We took a digestive walk around the town after barely managing to devour the contents of our brimming platter. It was so filling!

There was a beautiful photographic exhibition inside the main gateway by La Spezia-born  Iris Gonelli, an engineer working at a nearby biopharmaceutical factory, who clearly loves travel and has a striking eye for taking spectacular photographs.

Most pretty were the flowery decorations set up by the local children at various points of the town.

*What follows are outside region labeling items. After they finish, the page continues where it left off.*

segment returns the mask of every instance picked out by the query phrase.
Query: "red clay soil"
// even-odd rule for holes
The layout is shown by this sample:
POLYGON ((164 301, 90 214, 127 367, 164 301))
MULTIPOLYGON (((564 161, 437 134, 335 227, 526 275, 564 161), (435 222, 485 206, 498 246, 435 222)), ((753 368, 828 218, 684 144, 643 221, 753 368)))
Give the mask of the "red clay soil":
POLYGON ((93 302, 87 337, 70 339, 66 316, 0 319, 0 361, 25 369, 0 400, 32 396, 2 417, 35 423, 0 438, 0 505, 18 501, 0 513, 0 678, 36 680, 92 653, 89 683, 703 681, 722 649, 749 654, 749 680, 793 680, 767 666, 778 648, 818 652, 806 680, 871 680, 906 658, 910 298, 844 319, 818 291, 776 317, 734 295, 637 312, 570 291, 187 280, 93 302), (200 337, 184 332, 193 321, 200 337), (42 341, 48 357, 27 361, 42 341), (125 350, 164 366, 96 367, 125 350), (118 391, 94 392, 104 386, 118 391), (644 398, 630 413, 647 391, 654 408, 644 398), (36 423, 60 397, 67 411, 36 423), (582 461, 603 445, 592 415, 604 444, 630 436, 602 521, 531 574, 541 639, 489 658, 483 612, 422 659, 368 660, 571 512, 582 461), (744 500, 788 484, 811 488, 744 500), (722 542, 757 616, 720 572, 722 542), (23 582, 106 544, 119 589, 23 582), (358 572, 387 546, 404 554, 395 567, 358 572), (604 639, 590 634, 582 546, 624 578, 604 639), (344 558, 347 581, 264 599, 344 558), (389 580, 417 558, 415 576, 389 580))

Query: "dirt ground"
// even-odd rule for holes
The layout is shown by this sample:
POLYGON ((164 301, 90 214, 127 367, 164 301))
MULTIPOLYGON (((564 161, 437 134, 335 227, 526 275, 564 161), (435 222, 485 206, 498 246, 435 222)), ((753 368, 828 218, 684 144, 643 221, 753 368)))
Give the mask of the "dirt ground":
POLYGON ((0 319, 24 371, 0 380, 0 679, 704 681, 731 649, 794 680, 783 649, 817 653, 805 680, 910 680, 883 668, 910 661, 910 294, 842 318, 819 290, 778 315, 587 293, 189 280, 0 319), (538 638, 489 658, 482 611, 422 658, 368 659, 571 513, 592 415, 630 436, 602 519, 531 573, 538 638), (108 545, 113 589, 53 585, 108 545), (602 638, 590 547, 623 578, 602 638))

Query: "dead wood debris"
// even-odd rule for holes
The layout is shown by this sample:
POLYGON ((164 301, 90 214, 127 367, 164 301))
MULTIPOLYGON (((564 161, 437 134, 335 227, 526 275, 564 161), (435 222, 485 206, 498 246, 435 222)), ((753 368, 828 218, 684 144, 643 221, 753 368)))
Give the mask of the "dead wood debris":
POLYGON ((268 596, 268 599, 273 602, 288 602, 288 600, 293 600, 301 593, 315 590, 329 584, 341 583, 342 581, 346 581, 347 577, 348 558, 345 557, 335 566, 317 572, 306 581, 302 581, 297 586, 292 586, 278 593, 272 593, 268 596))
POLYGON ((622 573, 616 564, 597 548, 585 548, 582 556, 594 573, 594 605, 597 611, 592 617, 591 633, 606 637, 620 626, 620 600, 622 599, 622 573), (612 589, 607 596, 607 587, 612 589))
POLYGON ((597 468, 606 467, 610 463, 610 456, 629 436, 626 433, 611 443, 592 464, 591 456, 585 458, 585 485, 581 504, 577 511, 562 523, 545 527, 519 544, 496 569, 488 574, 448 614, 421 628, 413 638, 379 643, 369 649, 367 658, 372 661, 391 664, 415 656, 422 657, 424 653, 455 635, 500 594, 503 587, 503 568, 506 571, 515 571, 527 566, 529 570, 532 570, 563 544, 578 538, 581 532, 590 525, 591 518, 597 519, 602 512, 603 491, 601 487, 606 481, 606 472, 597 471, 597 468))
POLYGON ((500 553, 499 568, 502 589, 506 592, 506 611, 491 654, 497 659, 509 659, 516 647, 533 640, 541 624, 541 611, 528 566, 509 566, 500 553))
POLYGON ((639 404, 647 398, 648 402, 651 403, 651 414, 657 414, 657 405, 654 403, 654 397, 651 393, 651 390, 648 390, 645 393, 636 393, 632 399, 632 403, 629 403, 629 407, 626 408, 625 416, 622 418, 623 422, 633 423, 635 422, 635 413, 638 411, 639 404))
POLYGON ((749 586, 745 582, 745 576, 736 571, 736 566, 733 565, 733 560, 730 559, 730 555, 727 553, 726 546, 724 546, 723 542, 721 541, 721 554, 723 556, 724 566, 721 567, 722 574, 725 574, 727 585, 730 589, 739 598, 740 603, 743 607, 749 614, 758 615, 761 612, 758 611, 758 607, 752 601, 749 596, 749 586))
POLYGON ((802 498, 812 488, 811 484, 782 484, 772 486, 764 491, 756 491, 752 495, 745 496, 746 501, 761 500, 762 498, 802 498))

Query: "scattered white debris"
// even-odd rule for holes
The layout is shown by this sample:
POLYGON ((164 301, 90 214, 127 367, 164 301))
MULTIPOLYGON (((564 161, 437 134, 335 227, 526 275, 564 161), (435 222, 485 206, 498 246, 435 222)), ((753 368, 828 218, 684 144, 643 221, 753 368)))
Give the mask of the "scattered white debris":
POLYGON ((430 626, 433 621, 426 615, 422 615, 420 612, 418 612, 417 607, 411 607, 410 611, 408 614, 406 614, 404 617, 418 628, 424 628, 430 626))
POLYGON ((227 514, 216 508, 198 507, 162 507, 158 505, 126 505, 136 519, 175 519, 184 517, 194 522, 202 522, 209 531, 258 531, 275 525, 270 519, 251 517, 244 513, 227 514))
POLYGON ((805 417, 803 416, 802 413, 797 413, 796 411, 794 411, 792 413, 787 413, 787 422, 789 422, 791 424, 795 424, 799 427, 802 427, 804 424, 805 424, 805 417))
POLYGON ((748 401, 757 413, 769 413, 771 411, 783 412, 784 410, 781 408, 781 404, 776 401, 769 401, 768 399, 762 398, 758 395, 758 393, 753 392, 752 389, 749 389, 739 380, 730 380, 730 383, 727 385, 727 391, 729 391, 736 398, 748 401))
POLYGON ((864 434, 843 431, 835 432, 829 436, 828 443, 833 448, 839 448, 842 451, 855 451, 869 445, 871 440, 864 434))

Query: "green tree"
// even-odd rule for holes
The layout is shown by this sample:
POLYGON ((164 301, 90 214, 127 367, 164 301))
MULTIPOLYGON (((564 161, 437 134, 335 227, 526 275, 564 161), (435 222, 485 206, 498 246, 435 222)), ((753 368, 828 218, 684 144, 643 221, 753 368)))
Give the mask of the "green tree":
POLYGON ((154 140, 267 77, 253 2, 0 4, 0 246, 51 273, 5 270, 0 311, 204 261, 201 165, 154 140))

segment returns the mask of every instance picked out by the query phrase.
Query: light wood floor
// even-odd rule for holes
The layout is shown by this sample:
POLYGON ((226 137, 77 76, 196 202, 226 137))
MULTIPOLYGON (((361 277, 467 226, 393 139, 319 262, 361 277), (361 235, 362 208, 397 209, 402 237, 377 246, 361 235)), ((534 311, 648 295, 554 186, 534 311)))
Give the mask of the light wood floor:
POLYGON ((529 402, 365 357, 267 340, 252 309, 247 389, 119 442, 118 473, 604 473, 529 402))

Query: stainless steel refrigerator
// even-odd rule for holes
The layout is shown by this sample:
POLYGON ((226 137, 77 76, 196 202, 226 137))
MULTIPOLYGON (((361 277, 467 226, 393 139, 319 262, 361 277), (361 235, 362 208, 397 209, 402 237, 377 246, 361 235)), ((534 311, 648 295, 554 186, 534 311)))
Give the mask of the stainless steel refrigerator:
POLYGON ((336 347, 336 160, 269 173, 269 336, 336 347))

At the top of the town was another row of crisciolettari busy at their crisciolettian task.

A folk-rock group was getting ready to play a selection of traditional melodies from the Lucca hills.

It must have been hot on that hot evening on the grills!

There’s also a disco further down in the remains of the Castellan’s mansion,

Some sagre provide less than spectacular food, other sagre are overcrowded with insufficient eating space. Cascio’s sagra is just right.  Excellent seating, spectacular views, lovely town, friendly people and most of all that irresistible criscioletta, truly worth travelling half the globe (or at least the Lucchesia) to savour it, whether with bacon, cheese or even with home-made Nutella!

The sagra continues from the 5th to 7th August and is open from 10 am until around midnight.

Don’t forget that Cascio also hosts a brilliant chestnut festival in autumn.